August 04, 2011
When Ernie Banks said "Let's play two," he probably didn't have two baseball games in two different towns at two different levels in mind.
Still, you have to figure the Chicago Cubs legend would have to be pretty jazzed to learn about the Tuesday that Seattle Mariners rookie Kyle Seager(notes) went through. After playing in a day game at Triple-A Tacoma — going 0 for 5 with two strikeouts — the third baseman received a phone call from GM Jack Zduriencik at Safeco Field.
He was about to get a second chance by putting in some overtime with the big league club.
Seager and his fiancee quickly got into the car, and the pair raced up Interstate 5 — Federal Way is 23 miles south of Safeco Field — with just 30 minutes until first pitch.

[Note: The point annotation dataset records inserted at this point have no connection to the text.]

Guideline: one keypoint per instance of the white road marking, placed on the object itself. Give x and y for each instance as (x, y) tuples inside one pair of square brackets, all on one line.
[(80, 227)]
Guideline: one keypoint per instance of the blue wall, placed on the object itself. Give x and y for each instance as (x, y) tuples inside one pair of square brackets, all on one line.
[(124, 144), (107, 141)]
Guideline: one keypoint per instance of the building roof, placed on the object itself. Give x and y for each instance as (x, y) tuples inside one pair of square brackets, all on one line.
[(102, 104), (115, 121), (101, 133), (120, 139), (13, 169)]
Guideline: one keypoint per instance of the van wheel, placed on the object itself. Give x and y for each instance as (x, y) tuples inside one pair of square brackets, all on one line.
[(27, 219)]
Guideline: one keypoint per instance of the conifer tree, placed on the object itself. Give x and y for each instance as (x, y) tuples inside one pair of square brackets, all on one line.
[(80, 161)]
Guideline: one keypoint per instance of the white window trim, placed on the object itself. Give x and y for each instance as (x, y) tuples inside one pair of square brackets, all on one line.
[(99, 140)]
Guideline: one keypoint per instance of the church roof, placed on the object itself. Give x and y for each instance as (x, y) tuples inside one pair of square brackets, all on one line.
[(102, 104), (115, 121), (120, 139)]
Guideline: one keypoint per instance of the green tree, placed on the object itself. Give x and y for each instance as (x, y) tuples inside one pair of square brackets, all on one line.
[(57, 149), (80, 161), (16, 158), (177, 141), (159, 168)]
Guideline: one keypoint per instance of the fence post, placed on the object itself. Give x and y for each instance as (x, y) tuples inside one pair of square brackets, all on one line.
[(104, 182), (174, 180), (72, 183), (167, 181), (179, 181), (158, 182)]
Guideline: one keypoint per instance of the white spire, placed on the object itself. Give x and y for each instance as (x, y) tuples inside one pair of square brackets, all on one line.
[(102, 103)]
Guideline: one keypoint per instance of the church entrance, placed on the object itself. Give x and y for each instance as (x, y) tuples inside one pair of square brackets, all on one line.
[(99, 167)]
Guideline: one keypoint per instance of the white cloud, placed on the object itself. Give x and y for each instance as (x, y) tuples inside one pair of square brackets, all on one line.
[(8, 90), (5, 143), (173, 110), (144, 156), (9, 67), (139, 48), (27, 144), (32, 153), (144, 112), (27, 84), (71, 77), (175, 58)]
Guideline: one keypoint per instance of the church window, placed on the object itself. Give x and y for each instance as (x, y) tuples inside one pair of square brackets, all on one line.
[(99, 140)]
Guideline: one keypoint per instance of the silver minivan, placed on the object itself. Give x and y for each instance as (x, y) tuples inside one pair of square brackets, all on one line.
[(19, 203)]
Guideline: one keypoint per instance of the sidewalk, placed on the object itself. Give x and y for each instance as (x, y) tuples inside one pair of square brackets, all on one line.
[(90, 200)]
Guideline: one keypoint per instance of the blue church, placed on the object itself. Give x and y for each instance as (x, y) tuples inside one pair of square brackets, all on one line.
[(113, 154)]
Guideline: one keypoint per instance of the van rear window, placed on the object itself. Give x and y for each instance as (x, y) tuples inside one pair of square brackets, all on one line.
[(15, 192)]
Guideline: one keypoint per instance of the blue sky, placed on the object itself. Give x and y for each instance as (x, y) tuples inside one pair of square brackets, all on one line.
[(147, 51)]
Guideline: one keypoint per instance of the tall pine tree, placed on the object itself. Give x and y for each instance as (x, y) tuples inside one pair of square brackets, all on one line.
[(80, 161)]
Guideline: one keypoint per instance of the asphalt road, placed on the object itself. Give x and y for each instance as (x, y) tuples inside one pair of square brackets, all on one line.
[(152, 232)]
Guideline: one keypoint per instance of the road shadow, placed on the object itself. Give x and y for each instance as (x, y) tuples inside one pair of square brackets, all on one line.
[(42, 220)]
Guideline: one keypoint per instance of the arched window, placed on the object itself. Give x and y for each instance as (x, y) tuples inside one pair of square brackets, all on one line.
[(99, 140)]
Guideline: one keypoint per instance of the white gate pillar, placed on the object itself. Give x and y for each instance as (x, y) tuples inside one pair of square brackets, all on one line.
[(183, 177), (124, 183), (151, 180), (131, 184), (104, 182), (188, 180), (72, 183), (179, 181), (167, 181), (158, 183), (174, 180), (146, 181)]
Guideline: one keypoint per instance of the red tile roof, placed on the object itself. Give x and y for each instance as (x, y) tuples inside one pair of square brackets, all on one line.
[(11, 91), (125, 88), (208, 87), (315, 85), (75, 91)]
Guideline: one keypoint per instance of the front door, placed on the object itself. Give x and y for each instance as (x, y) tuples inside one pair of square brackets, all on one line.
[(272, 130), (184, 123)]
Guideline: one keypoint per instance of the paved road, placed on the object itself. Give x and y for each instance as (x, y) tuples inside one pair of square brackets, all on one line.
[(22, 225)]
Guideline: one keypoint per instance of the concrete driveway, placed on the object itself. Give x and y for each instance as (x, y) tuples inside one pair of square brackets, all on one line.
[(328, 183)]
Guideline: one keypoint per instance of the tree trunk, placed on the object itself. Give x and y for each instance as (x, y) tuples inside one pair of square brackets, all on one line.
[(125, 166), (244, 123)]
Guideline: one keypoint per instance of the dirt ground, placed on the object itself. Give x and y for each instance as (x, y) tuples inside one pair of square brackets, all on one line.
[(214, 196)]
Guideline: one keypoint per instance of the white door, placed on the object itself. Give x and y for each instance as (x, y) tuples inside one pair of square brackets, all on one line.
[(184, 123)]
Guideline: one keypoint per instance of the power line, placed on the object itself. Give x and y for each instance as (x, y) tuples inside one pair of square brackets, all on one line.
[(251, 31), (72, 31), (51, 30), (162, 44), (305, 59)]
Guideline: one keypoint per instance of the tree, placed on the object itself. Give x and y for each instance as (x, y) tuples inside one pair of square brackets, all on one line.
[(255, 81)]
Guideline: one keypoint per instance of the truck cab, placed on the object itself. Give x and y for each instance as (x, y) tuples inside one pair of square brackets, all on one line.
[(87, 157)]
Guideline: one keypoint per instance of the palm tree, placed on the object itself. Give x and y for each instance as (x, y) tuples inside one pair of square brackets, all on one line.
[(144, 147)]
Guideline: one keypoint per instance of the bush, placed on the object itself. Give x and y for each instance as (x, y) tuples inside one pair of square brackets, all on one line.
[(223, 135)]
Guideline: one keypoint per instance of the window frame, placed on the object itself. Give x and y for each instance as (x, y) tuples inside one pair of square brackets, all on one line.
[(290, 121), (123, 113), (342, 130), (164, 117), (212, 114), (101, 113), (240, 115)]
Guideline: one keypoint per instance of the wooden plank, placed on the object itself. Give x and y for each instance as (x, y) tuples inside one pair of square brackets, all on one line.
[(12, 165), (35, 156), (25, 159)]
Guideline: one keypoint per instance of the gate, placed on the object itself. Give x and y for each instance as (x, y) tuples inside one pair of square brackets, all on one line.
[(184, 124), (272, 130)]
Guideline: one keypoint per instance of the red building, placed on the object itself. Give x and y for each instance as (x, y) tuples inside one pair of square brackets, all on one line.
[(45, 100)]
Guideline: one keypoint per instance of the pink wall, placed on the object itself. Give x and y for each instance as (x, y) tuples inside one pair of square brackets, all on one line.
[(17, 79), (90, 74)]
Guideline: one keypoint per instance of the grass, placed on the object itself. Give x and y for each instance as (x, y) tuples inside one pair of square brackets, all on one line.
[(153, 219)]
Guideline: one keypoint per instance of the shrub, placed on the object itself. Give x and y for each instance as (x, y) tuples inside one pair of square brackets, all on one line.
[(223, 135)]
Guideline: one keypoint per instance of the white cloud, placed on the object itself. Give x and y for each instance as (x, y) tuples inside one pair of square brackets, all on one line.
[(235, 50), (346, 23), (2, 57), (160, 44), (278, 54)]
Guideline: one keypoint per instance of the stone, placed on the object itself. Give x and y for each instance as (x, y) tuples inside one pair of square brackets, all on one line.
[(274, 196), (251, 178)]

"Yeah, we were going a little fast," Seager admitted. "But we got here pretty quick, so it was nice."
By the second inning, there was Seager in uniform standing in the Mariners dugout. He even pinch-hit for an injured Justin Smoak(notes) in the eighth inning [he struck out swinging] and played third base during the ninth to cap a wild day.
And here I thought it was impressive when I saw games in both Milwaukee and Chicago during the 2008 postseason.
Given the close distance between Seattle and Tacoma, I'm sure Seager's situation has probably happened before, but is still very rare. And after taking a look at the list of Triple-A affiliates, it looks like the same type of double-dip duty could work with the Detroit Tigers (Toledo), Boston Red Sox (Pawtucket), Atlanta Braves (Gwinnett) and Colorado Rockies (Colorado Springs).
BONUS: A few readers have pointed out that Joel Youngblood's busy day in 1982 tops Seager's running around. Youngblood started his Aug. 4 as a member of the New York Mets at Wrigley Field and hit a two-RBI single off Fergie Jenkins before learning he had been traded to the Montreal Expos. He left the game, caught a cab to O'Hare and hopped the next flight to Philadelphia. During that night's game, he hit a single off Steve Carlton. Two cities. Two games. Two hits off two future Hall of Famers. Nope, not bad at all.